Zorg ervoor dat u de juiste modifiers koppelt aan de codes die gekoppeld zijn aan de vinger-specifieke ICD-10 code (bijv, “open fractuur linker wijsvinger, gesloten fractuur linker middelvinger”).

Als u met ICD-10 zou factureren, zouden uw codes voor het bezoek dat u beschrijft S62.630A en S62.632A zijn.
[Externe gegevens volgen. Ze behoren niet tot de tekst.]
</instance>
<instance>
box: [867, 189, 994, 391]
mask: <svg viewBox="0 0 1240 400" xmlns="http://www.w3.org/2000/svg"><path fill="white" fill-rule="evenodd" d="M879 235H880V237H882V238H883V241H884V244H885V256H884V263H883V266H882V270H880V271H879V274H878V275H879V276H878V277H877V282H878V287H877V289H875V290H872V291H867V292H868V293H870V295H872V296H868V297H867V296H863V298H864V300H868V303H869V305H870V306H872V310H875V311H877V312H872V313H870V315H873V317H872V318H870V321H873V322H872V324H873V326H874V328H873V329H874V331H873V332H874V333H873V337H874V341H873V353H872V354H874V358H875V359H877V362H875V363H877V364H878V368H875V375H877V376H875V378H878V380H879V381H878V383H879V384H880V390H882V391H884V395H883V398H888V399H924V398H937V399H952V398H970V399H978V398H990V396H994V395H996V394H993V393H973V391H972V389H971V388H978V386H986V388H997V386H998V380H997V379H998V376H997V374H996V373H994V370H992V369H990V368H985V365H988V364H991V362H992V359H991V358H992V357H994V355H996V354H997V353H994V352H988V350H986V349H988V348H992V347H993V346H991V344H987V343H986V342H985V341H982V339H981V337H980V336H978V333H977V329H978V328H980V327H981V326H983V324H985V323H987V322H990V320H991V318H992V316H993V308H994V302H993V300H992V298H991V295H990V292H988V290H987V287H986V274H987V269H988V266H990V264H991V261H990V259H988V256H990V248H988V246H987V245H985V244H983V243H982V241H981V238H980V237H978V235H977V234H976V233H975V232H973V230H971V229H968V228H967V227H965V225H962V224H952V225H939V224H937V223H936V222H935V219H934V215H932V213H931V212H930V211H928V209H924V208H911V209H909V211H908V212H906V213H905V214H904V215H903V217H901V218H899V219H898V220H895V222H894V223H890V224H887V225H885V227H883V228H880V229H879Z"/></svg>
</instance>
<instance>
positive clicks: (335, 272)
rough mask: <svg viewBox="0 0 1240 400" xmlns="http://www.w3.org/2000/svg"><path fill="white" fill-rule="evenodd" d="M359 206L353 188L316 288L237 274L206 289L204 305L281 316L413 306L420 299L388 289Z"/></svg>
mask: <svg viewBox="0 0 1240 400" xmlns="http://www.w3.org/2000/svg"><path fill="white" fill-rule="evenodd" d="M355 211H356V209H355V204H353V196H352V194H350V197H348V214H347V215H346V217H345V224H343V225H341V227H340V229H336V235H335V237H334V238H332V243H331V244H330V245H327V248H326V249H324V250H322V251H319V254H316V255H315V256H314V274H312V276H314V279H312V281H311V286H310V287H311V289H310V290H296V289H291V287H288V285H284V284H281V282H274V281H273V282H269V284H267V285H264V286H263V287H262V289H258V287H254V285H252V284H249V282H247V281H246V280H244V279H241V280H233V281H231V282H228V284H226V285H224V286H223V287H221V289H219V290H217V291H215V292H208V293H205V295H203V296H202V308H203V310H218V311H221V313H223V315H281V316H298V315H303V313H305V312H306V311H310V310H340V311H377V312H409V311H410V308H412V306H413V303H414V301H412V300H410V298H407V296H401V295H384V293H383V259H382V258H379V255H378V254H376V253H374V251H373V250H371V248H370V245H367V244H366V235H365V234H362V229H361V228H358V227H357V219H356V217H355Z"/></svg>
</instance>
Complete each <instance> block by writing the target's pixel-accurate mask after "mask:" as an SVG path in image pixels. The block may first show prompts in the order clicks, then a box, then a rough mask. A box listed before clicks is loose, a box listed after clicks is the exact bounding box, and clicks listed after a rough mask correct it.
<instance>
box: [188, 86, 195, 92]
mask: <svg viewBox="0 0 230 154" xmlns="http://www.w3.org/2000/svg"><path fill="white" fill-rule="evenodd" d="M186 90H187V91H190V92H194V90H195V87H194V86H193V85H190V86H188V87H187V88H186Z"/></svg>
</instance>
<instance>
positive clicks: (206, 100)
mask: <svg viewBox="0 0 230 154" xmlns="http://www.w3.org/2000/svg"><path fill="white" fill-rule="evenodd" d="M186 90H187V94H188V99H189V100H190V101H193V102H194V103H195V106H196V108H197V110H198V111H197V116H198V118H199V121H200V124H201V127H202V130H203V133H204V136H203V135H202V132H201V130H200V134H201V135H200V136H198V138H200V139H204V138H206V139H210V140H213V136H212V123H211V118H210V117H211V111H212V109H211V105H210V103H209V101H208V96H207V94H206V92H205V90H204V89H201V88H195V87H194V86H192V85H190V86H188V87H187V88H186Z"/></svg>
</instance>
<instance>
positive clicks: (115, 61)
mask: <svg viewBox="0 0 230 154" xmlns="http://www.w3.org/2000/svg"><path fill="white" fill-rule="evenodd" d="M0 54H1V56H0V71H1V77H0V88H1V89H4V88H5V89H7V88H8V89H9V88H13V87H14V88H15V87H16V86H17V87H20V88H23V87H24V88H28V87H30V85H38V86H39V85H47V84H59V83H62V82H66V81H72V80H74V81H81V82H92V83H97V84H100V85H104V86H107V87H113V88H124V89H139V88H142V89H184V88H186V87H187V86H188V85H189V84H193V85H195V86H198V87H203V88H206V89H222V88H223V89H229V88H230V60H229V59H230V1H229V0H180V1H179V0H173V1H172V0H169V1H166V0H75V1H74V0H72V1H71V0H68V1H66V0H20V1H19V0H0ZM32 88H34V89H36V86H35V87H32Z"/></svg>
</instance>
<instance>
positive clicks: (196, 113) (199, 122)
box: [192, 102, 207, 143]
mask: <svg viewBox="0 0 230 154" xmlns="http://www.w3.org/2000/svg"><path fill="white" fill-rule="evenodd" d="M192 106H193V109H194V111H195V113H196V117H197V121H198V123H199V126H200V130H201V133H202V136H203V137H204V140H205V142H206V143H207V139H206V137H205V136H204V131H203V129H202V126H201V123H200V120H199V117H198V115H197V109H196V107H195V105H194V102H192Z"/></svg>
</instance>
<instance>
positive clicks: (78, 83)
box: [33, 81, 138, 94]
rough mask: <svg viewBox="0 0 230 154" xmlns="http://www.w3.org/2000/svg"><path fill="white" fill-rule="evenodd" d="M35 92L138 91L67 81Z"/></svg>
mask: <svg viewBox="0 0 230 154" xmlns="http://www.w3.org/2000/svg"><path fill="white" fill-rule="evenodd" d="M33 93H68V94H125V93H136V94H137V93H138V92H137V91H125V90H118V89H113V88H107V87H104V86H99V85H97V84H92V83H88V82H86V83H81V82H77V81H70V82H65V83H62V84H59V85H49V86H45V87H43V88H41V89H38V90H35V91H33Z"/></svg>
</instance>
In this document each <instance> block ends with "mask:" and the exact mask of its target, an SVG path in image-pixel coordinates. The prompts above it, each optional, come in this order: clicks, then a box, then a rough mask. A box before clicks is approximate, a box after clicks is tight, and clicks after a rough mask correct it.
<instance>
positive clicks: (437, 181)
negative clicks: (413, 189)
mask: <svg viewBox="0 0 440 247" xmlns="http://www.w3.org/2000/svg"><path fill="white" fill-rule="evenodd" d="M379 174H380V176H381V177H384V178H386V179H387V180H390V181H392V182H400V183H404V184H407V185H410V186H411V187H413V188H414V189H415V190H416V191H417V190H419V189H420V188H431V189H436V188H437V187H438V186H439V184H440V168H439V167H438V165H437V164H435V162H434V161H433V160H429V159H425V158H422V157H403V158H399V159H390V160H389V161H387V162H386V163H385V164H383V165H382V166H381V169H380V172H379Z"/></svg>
U zou de procedures rapporteren die het best worden beschreven door de documentatie voor elk cijfer, en de diagnose koppelen aan de bijbehorende procedure. Controleer bij de betalers of zij nog steeds de modifiers voor de procedures nodig hebben.

DAVID STERN, MD (Practice Velocity)

Open Fracture Treatment Versus Closed Fracture Treatment

David Stern, MD

Chief Executive Officer bij Experity, Voormalig Chief Executive Offer bij Practice Velocity Urgent Care Solutions, stichtend lid van de Urgent Care Association of America, publicerend medewerker voor The Journal of Urgent Care Medicine

Geef een antwoord

Het e-mailadres wordt niet gepubliceerd.